Monday, January 4, 2010

Gingerbread Houses and Me.

Last Christmas we were brand new to Brussels. We attempted our first gingerbread house. I was ambitious as a brand new stay-at-home mom to be all Martha Stewart-y. Um, it was not a pretty picture. I tried to make my own gingerbread in our tiny Belgian oven which was a recipe for disaster.The "building" of the house was an even bigger failure than the cakelike bread. Connor wasn't exactly sure what was happening.
This is as far as we got....I know, pretty pathetic!
Fast forward a year -
We were very fortunate to book a trip home to North Carolina for Christmas 2009. There is much to tell from our Noel adventure.

When we arrived home we had a package waiting for us from my aunt, Ruffin. We opened this up...
...Ruffin was worried it might be a foolish gift. But Connor started shivering - literally - with excitement to make the gingerbread house. She was fixated on it. So we made the house. I tried to start off optimistic - and to block out memories of Ghosts of Gingerbread Houses Past.
Of course Connor skipped across the kitchen dancing and singing while Mom and I did the hard work. Go REDHEAD Team!
It was messy. I couldn't believe my mom actually let me make such a big mess.
Yep, we look pretty ragged. No time for make-up with a Gingerbread House in the plans.
Connor would pop up every now and then to supervise our work. She would beg to eat a few candies and then twirl back into her musical world.
Let's just say it was not pretty. We had several demolitions and remodels on our house before we got it together.
We stepped away for just a split second and came back to this. Phooey! Good thing I am not a contractor.
The funny part is this wasn't even our first gingerbread house attempt this Christmas. In Brussels we tried one out.
This one never made it off the ground. And certainly never to the candy design.
I don't know what my problem is with gingerbread houses?!?! The concept is simple enough...smash pieces together with icing glue. I mean it is not rocket science. For this year's Brussels gingerbread disaster I cried "Mercy!" and let Connor eat the walls.
It has always bothered me to work so hard and then not to eventually eat candy houses. So we bent the rules and indulged. Given our toppled construction and all.
I give up. Think from now on I will stick with the gingerbread men. The three houses this year and last weren't my most shining moments of craftiness. But they did succeed in providing a lot of laughter.

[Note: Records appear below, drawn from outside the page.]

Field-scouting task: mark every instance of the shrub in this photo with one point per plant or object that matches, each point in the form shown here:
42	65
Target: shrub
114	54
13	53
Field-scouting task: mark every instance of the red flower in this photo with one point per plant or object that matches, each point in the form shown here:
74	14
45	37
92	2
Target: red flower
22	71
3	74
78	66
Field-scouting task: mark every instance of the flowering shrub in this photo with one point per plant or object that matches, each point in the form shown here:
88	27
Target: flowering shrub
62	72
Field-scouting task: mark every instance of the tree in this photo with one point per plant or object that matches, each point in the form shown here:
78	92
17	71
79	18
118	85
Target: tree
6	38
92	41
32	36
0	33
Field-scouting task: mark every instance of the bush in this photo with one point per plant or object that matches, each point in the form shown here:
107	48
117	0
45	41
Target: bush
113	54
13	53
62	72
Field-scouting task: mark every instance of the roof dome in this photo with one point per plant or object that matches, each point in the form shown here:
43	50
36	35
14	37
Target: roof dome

My failures make me ogle that much more over this year's White House Gingerbread House. Maybe I should go take some lessons from these guys....

3 comments:

Dallas said...

I gotta tell you, when I first opened this post, I didn't realize the first picture was a year ago and I thought you had cut off all of Connor's hair. :) Love the house you and your mom made.

Louise said...

That last photo is gorgeous. I love the ones where they're not smiling-- shows so much about their personalities.

BelgiumBound said...

Hey Reid,
Last year we bought a gingerbread train set and it was the best I've ever done. It had ridges in the bottom plastic tray so we could set the gingerbread pieces inside and they wouldn't move quite as easily...then we did our little village this year, and it didn't have the ridged tray, so it didn't go quite as well. Bottom line is, next year I'm looking for another try that comes with the gingerbread kit. That might help you too??